Он опустился на одно колено. Всё было правильно. Почти красиво.
Если бы не то, как горели его глаза. Не от любви. От желания. От
уверенности, что пришло его время.
Я сделала шаг. Потом ещё один. Глаза всех были на мне. Секунды
растянулись, как капли мёда, медленно текущие по ладони.
— Гирвальд, — сказала я спокойно. — Ты доблестный воин. Сильный.
Умелый. Но мне не нужно кольцо, выкованное тобой. Мне нужно быть
увиденной. Не как дочь ярла. Не как трофей. Не как будущая мать
чьих-то сыновей. А как та, кем я являюсь.
— Я вижу тебя, — сказал он резко. — Прекрасной, как утро над
вершинами. Сильной, как ветер, что ломает сосны. Ты рождена быть
моей.
Я улыбнулась. Совсем чуть-чуть.
— Вот именно. Ты видишь только, кем я должна быть рядом с тобой.
А я ещё не решила, кем хочу быть сама.
Я развернулась и пошла прочь, чувствуя, как напряжение
сгустилось в воздухе, как взгляд Гирвальда впился мне в спину.
Отец ждал меня дома. Он сидел у очага, задумчиво глядя на огонь.
Когда я вошла, он не обернулся, но я знала — слышал всё. Он знал о
даре. О словах. О моём отказе.
— Ты отвергла Гирвальда, — сказал он негромко. Не вопрос. Просто
утверждение.
— Да.
— Он мог бы быть хорошим мужем. Верным союзником. Сильным
защитником рода.
— Но не мне.
Отец вздохнул. Его плечи дрогнули, как от холода, которого в
доме не было.
— Я был тебе добрым отцом, Ливиана. Не торопил. Не продавал. Не
заставлял. Но мне тоже не вечность отпущена. Твои дети должны
унаследовать то, что ты носишь в крови. Или всё достанется тому,
кто просто захочет взять.
Я молчала. Мысли текли, как вода в ручье: быстро, сбивчиво, но
неутомимо.
— Я не против семьи, — сказала я наконец. — Я против клетки. Я
не птица, отец.
Рагнар
Мы договорились быстро. Возможно даже слишком быстро, как будто
решение уже давно зрело у каждого в груди, и только ждало, когда
его произнесут вслух. Никто не стал спорить или медлить — каждый
понимал: мы уже сделали свой выбор. Мы дали друг другу ровно сутки.

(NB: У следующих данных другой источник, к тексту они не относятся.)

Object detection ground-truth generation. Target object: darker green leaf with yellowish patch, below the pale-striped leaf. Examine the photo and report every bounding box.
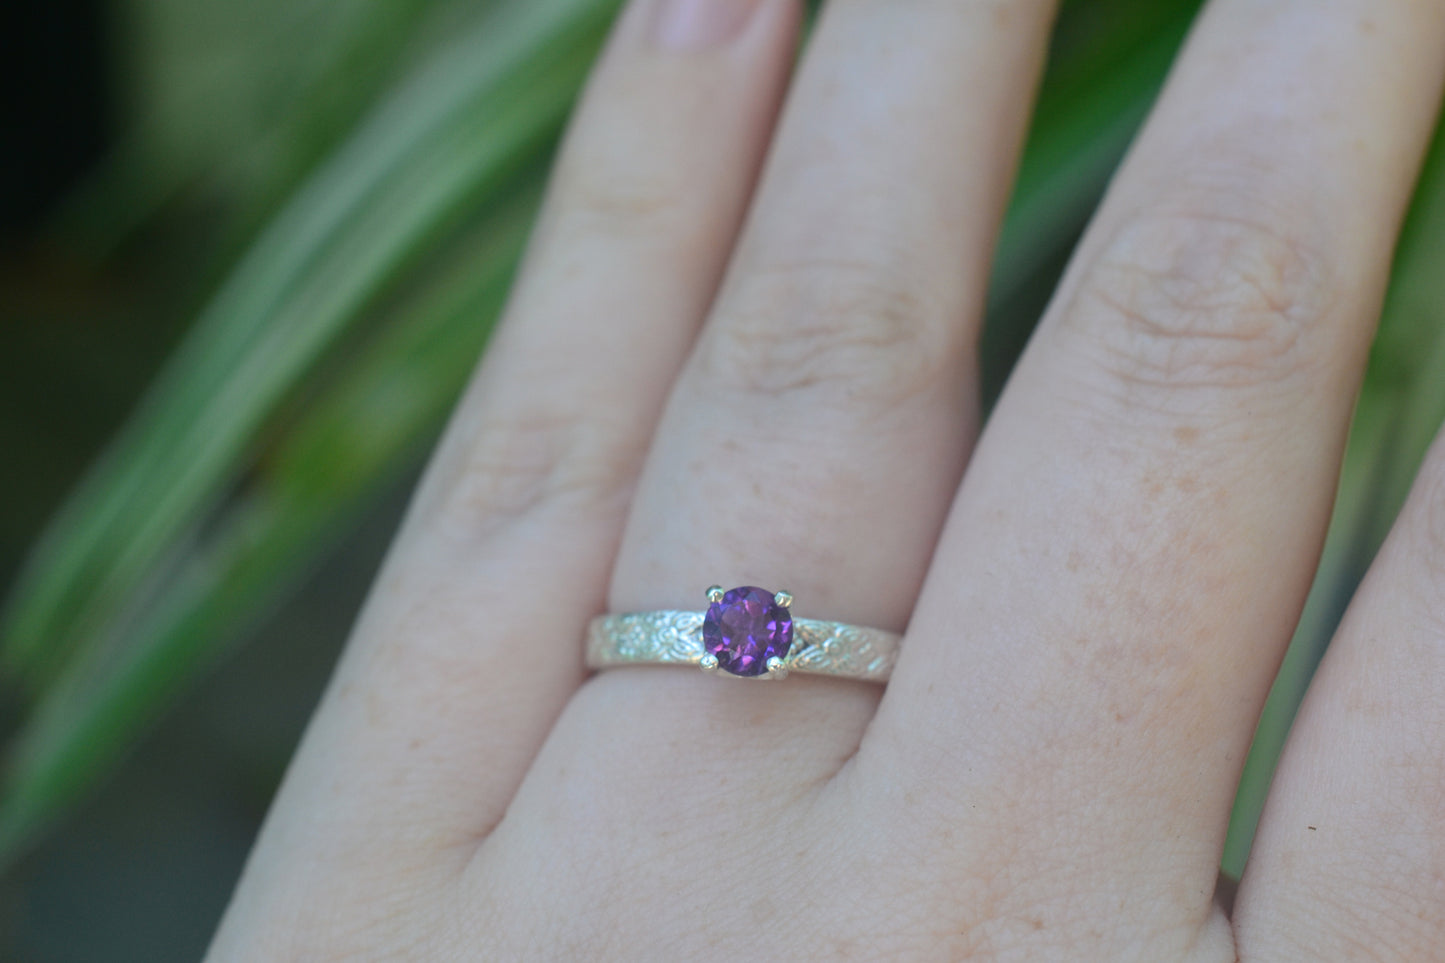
[0,178,540,863]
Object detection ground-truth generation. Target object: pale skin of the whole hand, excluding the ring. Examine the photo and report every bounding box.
[210,0,1445,963]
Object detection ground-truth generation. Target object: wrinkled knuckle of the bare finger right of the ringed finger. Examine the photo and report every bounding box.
[1065,175,1331,390]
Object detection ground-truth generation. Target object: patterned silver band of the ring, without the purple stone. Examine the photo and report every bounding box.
[587,612,902,682]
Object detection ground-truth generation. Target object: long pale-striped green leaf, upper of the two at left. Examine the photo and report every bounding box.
[0,0,613,688]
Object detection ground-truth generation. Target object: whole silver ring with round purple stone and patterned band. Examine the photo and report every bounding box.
[587,586,902,682]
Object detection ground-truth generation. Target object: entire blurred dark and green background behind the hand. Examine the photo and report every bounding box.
[0,0,1445,963]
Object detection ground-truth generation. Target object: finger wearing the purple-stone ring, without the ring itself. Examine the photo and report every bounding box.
[517,0,1051,827]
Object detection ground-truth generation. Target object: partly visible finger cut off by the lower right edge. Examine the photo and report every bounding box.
[1235,437,1445,960]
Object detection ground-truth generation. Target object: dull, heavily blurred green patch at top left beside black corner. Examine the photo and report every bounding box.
[52,0,479,257]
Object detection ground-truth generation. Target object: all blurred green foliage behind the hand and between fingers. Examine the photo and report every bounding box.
[0,0,1445,925]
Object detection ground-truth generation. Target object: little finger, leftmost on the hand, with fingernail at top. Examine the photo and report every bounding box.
[210,0,796,931]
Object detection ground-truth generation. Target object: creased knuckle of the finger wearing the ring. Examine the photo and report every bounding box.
[701,259,957,405]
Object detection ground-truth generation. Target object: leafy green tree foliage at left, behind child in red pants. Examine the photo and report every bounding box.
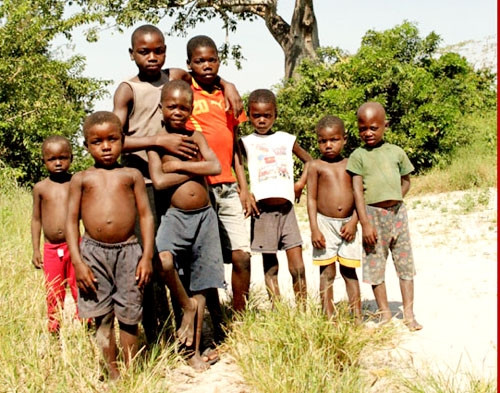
[0,0,109,184]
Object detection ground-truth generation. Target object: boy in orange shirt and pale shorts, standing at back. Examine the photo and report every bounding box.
[187,36,252,312]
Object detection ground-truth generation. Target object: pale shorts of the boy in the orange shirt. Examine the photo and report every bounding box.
[209,183,250,263]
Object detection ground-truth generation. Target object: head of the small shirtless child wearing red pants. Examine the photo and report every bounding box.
[42,135,73,175]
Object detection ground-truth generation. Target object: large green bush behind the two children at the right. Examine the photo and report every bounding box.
[277,22,496,170]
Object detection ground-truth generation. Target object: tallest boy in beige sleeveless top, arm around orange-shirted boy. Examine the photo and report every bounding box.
[113,25,242,343]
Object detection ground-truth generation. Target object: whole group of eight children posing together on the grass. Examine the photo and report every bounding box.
[32,25,421,378]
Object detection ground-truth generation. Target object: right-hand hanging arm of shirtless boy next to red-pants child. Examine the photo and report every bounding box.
[134,171,154,289]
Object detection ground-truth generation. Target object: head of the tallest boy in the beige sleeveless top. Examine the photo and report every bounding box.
[129,25,167,76]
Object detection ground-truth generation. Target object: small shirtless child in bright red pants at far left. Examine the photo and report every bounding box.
[31,135,78,333]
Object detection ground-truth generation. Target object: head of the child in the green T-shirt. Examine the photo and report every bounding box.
[356,102,388,147]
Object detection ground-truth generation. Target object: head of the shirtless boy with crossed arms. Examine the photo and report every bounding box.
[160,79,193,130]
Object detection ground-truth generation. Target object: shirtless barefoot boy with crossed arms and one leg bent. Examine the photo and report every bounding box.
[148,80,224,369]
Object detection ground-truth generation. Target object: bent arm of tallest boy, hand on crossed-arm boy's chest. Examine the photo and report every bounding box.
[113,83,198,158]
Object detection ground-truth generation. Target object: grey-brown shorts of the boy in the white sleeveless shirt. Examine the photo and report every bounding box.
[252,202,302,254]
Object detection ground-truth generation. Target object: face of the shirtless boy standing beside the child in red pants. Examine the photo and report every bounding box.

День, чтобы собрать то, что действительно важно, завершить все
дела. Проститься, если кто-то остался и уйти.
На проводы никто особо не надеялся. Это была не та дорога, с
которой возвращаются. Но ни у кого не дрогнули губы, не задёргались
пальцы, не мелькнуло сомнений. Мы шли не за славой и не за серебром
— мы шли за справедливостью и готовы были творить ее сами.